Assessment criteria were standardized to enable repeatable evaluations; experts from institutions such as Harvard University, University of California, Berkeley, Imperial College London, and the Monash University contributed to metric development. Categories reflect population decline, geographic range, small population size, and quantitative analysis of extinction probability, integrating methods from demography, population viability analysis practiced at The Nature Conservancy and modelling approaches used at the Centre for Ecology & Hydrology and the Max Planck Institute for Ornithology. The framework interacts with taxon-specific knowledge produced by organizations like Amphibian Survival Alliance, Ocean Conservancy, Cetacean Society International, and the Botanic Gardens Conservation International.

Assessment Process

Assessments are submitted by specialists from universities and NGOs such as University of Washington, WCS, Conservation International, Fauna & Flora International, and regional museums including the South African National Biodiversity Institute. Peer review involves reviewers from bodies like the IUCN SSC, national red list committees (for example, committees in Brazil, India, South Africa, Australia), and technical bodies such as the IUCN Standards and Petitions Committee. Data sources include field surveys by teams linked to the Australian Museum, genetic studies from labs at Stanford University and University of Oxford, and monitoring programs run by agencies like the US Fish and Wildlife Service and Environment and Climate Change Canada.

Global and National Red Lists

Beyond the global inventory, numerous countries maintain national red lists produced by agencies such as Departamento de Meio Ambiente (Brazil), Ministry of Environment and Forests (India), Department for Environment, Food and Rural Affairs (UK), and regional bodies like the European Commission through the European Red List. Regional assessments are coordinated with networks including the African Union, ASEAN Centre for Biodiversity, and the Caribbean Biodiversity Fund, and they inform action under instruments like the Nairobi Convention and the Bern Convention.

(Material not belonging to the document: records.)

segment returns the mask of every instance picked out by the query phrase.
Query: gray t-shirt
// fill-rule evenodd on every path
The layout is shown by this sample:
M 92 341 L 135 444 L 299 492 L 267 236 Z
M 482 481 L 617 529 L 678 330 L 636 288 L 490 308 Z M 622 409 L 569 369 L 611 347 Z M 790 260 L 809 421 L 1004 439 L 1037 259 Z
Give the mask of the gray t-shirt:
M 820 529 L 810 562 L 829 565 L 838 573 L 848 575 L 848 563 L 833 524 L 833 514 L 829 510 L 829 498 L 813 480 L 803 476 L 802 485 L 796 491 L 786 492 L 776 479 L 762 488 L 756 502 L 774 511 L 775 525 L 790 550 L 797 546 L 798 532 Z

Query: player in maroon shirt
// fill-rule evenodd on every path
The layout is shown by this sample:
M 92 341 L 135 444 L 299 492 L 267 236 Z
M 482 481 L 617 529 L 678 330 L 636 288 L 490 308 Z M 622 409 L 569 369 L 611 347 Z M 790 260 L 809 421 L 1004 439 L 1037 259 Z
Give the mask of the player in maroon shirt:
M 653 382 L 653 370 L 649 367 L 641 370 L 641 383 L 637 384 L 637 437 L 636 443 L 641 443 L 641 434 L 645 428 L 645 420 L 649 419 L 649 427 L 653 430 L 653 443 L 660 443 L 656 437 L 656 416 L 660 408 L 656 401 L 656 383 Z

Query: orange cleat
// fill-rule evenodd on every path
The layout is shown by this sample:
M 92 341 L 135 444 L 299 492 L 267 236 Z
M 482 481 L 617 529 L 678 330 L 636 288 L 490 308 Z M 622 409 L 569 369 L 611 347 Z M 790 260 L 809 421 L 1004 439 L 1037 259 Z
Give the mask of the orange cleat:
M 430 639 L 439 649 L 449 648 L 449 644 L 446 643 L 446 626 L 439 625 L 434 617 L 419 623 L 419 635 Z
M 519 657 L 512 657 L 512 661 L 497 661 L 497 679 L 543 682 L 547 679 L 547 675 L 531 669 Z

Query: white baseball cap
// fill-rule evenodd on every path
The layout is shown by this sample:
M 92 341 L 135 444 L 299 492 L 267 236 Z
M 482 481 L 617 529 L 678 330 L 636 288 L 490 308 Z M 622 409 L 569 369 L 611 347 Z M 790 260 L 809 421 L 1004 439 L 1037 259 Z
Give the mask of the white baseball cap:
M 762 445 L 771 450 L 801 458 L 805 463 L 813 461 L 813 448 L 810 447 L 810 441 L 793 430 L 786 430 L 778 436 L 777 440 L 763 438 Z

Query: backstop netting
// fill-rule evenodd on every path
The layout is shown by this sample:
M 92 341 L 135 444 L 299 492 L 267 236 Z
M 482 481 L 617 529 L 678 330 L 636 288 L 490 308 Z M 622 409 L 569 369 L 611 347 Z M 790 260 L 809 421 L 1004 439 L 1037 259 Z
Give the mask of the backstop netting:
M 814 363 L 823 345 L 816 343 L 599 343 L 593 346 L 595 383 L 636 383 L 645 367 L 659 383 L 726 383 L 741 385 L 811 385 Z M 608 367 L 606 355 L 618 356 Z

Conservation Implications and Use

Policymakers and practitioners from organizations such as the World Bank, United Nations Development Programme, Food and Agriculture Organization, and multilateral banks use Red List data to allocate funding, design protected areas linked to initiatives like the Global Protected Areas Database and Key Biodiversity Areas, and prioritize species recovery planning with partners like the IUCN SSC Reintroduction Specialist Group and the Species Survival Network. The List underpins corporate risk assessments performed by firms influenced by guidelines from the Task Force on Nature-related Financial Disclosures and is used by donors including the MacArthur Foundation and Gordon and Betty Moore Foundation.

Criticisms and Limitations

Critiques have been raised by academics at Cornell University, University of Oxford, University of Copenhagen, and NGOs about taxonomic bias, data gaps for invertebrates and fungi, geographic bias favoring vertebrates and temperate regions, and the lag between assessments and rapid declines documented in case studies such as some amphibian and coral taxa. Debates involve interpretive issues highlighted by scholars citing the Precautionary Principle and policy actors in forums like the Convention on Biological Diversity meetings. Efforts to address limitations involve capacity building by institutions such as BirdLife International, digitization projects at the Global Biodiversity Information Facility, and targeted funding from donors including the Packard Foundation and Getty Foundation.